Quant à Blondel, le ton qu’il se permet dans son interview à l’Humanité du 27 septembre est radical, du moins en apparence. Il fait des comparaisons (« à FO, nous avons fait un petit calcul : les exonérations de cotisations sociales des patrons correspondent à 800 000 fonctionnaires par an. Alors, quand Seillière hurle, il faut lui répondre que c’est l’Etat qui le nourrit  ») ; il parle de la « classe de dominés qui doit se battre », explique que « les mots « classe ouvrière », « syndicalisme » ne sont plus « ringards » », et qu’« il n’existe pas 36 solutions pour se défendre ; il en est une : l’action collective ». Mais derrière ce feu d’artifice, la détermination à préparer effectivement cette lutte collective est beaucoup moins claire, et à la question de savoir « s’il pense que la rentrée sociale sera chaude », il répond : « attendons de voir ». Et s’il promet d’être intransigeant sur le maintien de la retraite à 60 ans et des services publics, pour lesquels les attaques restent à venir, sur celles qui ont déjà eu lieu comme le SMIC ou les heures supplémentaires, il laisse entendre qu’on n’y peut pas grand-chose. Certes toutes les attaques gouvernementales ne soulèvent pas la même réprobation et les réactions sont différenciées selon les secteurs de la classe ouvrière en fonction de ce qui touche le plus directement les uns ou les autres. Mais en dissociant ces attaques les unes des autres, c’est le meilleur moyen de limiter la mobilisation partout et surtout, de faire long feu d’une réaction qu’il faudrait explosive.
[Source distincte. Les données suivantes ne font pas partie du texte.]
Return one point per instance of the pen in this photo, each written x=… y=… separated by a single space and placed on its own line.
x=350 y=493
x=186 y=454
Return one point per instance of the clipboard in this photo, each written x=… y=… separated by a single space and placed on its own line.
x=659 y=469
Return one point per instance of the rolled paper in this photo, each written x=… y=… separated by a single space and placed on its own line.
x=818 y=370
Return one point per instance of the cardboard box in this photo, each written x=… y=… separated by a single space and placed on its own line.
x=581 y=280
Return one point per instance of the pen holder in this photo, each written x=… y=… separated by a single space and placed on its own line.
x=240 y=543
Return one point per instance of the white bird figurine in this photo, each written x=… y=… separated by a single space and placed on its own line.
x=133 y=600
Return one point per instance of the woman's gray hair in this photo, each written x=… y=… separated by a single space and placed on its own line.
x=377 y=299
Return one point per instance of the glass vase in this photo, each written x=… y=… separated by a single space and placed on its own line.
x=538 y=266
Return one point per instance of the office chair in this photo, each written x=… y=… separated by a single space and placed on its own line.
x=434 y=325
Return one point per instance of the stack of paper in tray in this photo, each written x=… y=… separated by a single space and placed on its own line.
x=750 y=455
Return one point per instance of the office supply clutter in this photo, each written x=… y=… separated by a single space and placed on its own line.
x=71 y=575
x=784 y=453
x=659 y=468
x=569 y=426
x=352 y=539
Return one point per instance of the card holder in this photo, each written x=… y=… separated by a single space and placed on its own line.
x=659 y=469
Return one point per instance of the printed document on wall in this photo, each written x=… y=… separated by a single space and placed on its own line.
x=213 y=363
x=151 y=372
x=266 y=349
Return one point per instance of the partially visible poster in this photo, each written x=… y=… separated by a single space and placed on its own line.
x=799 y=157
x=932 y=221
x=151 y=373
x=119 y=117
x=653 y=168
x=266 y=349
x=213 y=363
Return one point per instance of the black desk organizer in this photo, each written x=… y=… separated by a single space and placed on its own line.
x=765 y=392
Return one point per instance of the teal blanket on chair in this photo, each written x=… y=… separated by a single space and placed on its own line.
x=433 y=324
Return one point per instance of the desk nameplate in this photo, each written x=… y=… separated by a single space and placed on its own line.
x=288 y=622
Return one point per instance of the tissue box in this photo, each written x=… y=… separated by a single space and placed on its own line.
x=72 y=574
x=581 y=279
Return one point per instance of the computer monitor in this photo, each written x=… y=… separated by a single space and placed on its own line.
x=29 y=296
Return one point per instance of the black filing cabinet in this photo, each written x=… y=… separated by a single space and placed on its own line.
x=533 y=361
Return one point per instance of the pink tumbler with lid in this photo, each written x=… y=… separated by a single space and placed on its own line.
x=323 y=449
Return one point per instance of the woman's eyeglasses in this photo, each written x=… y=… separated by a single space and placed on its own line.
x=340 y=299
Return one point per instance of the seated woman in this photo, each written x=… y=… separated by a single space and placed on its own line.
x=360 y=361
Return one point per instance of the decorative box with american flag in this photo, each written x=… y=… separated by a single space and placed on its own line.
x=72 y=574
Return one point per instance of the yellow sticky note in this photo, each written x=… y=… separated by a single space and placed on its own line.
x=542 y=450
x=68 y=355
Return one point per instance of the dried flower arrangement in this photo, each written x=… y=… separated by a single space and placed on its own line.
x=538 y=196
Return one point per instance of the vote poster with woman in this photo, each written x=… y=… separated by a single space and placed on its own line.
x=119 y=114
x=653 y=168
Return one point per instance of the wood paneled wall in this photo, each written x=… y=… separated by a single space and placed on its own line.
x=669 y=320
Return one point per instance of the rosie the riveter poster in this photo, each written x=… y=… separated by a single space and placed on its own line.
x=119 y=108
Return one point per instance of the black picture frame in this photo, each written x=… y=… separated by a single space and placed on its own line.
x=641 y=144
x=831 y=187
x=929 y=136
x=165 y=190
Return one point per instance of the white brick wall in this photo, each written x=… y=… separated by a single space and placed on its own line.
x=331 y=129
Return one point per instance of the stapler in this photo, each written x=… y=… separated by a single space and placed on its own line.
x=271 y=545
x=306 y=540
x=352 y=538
Blondel par ailleurs, tout en se donnant des airs radicaux, cherchant à attirer une fraction de l’électorat CGT, n’en ménage pas moins des œillades au gouvernement pour tenter de séduire aussi – qui sait ? – un certain électorat CFDT. C’est ainsi que dans sa dernière conférence de presse du 30 septembre il a tenu à affirmer qu’il « attendait beaucoup » de la cellule interministérielle de prévention des plans sociaux (Task Force) évoquée par le ministre du Travail, et a souhaité que cette « idée intéressante » se mue en « assurance pour l’emploi »… Les victimes des licenciements dont le nombre se multiplie à travers tout le pays vont-ils se prosterner et prier pour ce même espoir de salut ?

«  On a fait de nous des institutions  »

Evidemment, rien ne dit que l’automne aura la chaleur d’un 95 ; mais la moindre des choses qu’on puisse attendre d’une confédération syndicale, ça n’est pas de fournir des pronostics, mais de tout faire pour préparer la riposte. Au lieu de cela, Blondel, qui ne se prive pas de critiquer l’attitude du secrétaire général de la CFDT François Chérèque – lui qui sort (enchanté, c’est vrai) d’une entrevue avec le Medef – prévoit… d’y aller à son tour, le 7 octobre.

Le secrétaire de FO avait conclu son interview à l’Humanité par ce constat : « le problème est le suivant : en France, on a fait de nous des institutions. » C’est lui qui le dit. Et même si ce n’est pas nouveau, il faut bien constater que, élections prud’homales ou pas, pour les syndicats l’heure n’est pas franchement à la mobilisation. La simple dispersion des dates fixées pour les différentes manifestations est éloquente : à côté de la grosse journée du 3 octobre, il y a eu le 24 septembre pour les précaires de l’éducation nationale, le 26 et 27 septembre les rassemblements CGT pour la défense des retraites, le 2 octobre pour les licenciés d’Arianespace, puis il faudra attendre le 17 octobre pour les enseignants et le 26 novembre pour les cheminots…

L’espoir, c’est que les syndicats à la base, mais aussi les syndiqués et les travailleurs combatifs, imposent aux directions syndicales un autre chemin que celui des salons où l’on cause « refondation sociale », et bousculent quelque peu leurs plans si « plan-plan ».